The UK's Financial Conduct Authority has introduced proposed crypto regulations that may significantly broaden the definition of custody, potentially affecting platforms and software providers that do not consider themselves custodians. The FCA's Cryptoasset Perimeter Guidance, published recently, highlights several technical complexities that firms handling client crypto assets must be aware of. A key aspect of the rules is the 24-hour threshold for custody, where any firm or platform holding client assets for more than a day during trade settlement may be classified as a regulated custodian, requiring a full safeguarding license. Additionally, validators and node operators must exercise caution, as providing 'added value' features such as user dashboards or yield tools may necessitate seeking approval for arranging staking. The FCA aims to enhance consumer protections and support fair, transparent, and orderly markets as the sector evolves.
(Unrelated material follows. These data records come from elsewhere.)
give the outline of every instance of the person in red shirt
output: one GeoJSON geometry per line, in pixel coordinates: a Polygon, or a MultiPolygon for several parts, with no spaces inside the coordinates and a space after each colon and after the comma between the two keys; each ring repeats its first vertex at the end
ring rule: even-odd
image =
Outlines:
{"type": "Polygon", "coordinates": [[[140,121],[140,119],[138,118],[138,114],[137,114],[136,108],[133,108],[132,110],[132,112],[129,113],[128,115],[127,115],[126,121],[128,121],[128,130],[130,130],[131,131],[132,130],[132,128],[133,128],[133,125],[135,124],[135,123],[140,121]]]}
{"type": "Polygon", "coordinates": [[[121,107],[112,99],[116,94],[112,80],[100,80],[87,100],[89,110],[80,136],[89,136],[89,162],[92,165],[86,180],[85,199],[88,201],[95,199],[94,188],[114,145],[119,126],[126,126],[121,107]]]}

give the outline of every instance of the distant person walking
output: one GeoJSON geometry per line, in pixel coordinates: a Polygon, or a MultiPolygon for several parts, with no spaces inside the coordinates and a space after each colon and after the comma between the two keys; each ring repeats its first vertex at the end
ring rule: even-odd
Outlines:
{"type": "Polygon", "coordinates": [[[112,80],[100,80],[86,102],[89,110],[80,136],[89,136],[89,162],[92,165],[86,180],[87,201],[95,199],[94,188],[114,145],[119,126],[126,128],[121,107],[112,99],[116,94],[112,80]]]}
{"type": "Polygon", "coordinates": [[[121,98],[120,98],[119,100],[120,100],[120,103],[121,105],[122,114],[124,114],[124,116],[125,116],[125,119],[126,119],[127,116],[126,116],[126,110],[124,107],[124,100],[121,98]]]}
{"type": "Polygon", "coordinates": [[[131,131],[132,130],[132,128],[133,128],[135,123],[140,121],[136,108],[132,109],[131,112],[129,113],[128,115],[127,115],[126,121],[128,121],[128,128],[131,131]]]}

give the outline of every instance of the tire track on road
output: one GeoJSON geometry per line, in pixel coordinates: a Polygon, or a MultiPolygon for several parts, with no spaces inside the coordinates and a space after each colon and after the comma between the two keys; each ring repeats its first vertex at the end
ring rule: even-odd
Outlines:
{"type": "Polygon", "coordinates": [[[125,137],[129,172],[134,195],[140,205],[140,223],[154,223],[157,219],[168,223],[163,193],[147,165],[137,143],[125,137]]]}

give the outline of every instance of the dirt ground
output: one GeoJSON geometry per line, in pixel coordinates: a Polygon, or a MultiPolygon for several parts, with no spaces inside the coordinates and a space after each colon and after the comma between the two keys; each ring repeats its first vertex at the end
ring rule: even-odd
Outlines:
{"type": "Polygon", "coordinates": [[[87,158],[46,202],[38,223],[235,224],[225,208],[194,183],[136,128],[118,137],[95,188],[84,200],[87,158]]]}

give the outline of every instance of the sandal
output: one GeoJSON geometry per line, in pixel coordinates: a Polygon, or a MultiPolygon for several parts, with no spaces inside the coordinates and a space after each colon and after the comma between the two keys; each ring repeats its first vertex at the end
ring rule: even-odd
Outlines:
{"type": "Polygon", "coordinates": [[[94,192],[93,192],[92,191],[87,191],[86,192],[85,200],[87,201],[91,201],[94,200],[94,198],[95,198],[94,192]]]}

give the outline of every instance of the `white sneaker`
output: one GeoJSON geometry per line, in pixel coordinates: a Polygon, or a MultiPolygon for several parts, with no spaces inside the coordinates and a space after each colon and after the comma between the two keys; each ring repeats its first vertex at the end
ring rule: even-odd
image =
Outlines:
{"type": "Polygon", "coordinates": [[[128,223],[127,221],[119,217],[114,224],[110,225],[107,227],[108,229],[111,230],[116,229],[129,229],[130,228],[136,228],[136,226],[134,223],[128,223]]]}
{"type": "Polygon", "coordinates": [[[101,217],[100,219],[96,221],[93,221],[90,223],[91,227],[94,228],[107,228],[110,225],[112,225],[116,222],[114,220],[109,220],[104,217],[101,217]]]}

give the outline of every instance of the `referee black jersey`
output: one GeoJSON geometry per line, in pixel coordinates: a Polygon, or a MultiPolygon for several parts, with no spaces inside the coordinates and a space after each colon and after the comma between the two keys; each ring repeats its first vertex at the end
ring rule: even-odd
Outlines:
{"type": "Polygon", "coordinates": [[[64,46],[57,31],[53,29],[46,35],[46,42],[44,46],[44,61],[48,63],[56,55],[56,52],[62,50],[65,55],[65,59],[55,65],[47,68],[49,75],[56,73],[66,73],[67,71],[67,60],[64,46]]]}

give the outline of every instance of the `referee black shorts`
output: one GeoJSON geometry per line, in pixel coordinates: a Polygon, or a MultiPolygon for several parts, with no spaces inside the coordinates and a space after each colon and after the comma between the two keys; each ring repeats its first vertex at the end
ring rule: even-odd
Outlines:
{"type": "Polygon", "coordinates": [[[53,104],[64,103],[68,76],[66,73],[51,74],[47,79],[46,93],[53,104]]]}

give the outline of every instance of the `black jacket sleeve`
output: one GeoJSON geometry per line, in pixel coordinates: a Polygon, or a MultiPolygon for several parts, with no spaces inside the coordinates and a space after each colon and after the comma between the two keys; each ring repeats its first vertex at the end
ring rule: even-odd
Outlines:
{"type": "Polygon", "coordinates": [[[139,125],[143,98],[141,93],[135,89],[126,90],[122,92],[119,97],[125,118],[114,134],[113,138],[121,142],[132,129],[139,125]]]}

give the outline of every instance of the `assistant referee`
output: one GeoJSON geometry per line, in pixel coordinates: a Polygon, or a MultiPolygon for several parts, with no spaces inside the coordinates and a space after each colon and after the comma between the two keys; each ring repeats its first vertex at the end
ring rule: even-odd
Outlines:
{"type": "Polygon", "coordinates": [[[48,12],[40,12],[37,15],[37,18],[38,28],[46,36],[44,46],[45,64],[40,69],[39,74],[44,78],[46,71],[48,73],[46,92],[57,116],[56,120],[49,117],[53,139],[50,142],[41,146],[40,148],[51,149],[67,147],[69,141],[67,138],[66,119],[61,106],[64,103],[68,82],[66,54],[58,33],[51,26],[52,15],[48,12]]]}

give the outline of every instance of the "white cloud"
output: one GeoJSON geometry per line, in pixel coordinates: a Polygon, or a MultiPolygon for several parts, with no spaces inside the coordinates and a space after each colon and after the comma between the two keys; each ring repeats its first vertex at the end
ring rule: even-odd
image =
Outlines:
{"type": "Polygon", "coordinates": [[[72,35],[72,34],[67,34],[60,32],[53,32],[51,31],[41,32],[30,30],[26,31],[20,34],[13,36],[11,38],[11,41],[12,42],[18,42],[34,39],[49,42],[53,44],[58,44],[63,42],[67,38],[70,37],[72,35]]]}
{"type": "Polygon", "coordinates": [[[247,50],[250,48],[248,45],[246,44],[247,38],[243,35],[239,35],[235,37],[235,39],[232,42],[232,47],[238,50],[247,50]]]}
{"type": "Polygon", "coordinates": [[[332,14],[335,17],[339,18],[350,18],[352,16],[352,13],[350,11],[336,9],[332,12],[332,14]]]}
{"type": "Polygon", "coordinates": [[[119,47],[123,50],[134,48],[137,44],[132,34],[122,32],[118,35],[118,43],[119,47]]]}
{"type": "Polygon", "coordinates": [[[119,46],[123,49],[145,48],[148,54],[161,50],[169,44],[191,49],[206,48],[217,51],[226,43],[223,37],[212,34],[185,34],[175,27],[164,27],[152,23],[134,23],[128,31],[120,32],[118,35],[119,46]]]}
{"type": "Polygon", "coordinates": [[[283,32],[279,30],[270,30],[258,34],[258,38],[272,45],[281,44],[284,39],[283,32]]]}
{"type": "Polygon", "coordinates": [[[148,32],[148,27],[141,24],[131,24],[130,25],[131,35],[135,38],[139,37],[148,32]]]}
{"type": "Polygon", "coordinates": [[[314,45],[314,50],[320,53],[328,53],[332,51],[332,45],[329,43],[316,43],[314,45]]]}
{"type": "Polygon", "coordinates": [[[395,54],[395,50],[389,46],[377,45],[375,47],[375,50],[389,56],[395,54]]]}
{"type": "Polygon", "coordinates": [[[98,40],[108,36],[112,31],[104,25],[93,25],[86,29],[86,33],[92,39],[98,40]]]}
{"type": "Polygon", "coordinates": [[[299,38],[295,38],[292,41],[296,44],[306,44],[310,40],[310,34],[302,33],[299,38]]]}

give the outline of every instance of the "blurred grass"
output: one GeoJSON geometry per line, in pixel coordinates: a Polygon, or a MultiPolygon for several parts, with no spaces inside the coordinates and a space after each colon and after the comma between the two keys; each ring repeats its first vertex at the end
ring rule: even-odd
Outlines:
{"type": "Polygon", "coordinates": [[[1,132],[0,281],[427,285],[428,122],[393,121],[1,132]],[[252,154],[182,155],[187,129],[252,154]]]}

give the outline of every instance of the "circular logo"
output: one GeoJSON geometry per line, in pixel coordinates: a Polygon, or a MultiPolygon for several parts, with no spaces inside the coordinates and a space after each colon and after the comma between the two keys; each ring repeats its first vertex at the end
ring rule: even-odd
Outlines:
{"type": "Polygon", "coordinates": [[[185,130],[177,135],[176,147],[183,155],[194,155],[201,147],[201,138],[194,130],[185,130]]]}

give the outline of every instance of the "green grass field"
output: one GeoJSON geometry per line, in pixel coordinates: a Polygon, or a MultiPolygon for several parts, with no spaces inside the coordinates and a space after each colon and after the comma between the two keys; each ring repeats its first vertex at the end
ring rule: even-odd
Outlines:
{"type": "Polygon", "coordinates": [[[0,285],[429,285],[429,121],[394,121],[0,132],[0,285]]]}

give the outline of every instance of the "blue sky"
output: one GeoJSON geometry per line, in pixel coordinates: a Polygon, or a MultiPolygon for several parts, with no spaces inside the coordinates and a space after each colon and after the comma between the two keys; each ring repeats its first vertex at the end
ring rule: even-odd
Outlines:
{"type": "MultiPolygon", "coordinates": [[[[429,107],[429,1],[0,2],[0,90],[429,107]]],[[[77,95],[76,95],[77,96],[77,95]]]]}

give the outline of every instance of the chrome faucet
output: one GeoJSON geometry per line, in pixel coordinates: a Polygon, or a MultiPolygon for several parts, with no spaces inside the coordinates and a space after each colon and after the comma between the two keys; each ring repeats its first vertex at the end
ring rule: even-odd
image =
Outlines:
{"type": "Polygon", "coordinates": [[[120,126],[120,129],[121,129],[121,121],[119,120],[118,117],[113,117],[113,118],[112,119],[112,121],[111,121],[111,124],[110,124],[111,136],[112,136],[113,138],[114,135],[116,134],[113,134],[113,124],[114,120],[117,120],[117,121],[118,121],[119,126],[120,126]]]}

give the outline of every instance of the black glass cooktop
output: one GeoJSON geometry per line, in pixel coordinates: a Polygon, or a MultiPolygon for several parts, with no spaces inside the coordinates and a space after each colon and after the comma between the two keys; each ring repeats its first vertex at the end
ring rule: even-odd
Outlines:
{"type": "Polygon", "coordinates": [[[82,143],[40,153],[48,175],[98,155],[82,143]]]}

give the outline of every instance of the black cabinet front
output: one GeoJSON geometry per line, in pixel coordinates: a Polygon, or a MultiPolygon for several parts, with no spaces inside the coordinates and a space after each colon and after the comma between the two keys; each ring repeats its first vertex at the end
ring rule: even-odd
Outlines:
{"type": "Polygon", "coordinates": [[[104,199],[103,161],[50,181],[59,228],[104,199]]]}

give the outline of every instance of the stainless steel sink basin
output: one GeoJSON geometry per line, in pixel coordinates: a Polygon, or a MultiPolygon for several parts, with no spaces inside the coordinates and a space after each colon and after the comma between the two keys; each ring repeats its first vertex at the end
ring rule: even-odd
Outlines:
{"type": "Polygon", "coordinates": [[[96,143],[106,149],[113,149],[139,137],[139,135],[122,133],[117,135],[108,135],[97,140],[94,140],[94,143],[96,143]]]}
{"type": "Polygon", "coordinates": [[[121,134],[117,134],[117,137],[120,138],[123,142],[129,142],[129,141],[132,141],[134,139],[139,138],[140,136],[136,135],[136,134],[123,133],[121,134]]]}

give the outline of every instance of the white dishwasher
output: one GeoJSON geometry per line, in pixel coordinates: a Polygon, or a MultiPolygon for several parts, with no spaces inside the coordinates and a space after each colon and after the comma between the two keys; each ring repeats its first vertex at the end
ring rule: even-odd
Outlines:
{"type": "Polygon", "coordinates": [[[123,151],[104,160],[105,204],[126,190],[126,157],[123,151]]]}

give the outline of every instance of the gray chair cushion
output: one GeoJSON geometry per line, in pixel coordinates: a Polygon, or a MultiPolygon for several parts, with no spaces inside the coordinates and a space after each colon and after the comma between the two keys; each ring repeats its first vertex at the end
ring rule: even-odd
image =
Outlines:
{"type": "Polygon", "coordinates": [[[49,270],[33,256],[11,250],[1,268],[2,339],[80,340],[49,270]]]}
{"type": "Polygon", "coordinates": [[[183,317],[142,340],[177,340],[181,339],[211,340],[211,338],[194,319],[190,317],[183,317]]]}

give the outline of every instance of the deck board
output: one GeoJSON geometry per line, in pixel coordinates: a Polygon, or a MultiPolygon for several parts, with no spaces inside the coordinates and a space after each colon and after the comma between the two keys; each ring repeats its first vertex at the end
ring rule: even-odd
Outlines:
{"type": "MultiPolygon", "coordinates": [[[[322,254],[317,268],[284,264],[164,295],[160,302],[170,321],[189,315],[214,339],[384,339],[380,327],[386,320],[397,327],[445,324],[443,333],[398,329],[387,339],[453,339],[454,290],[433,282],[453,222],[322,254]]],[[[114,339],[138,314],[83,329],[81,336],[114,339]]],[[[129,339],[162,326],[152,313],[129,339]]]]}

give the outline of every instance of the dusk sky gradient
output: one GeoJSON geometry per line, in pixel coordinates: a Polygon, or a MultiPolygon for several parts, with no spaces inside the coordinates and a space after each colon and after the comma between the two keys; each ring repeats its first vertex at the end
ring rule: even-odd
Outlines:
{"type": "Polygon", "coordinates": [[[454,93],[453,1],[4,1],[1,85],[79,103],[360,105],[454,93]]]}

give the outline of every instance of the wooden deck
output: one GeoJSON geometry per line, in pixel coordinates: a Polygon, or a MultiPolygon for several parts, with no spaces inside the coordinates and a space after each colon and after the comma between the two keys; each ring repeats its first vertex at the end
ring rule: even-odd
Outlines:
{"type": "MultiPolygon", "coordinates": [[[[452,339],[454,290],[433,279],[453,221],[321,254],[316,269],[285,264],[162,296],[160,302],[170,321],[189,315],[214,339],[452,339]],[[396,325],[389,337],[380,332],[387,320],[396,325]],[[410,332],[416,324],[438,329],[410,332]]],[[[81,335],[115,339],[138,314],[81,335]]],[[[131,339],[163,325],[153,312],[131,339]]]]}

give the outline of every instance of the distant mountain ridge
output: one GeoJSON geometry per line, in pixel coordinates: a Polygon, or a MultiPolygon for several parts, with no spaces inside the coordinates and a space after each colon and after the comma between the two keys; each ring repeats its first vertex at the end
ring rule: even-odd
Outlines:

Notably, the regulator has addressed the 'shadow custody' issue, clarifying that if a crypto service provider can theoretically override a client's authority, it is considered a custodian, regardless of whether it guarantees not to exert that power. The document also emphasizes that the use of smart contracts, public blockchains, or decentralization elements does not exempt an arrangement from regulation. For stablecoin issuers, the rules are clear: issuance is only permissible if the issuer is established in the UK and manages the entire lifecycle, from initial offering to redemption and reserve maintenance. The FCA is seeking feedback on these proposals until June 3, 2026, and intends to publish finalized rules in policy statements this summer, followed by the final perimeter guidance in September. The new regulations will require all entities providing crypto services to transition from the current money-laundering registration systems to a more stringent approval regime under the UK's Financial Services and Markets Act. Firms that intend to continue operating under the new regulations have a five-month application window, from September 30, 2026, to February 28, 2027, and failure to meet this deadline may result in penalties, suspensions, or permanent closures. Only those who apply during this period will be eligible for 'savings provisions' that allow them to continue operating while the regulator reviews their application.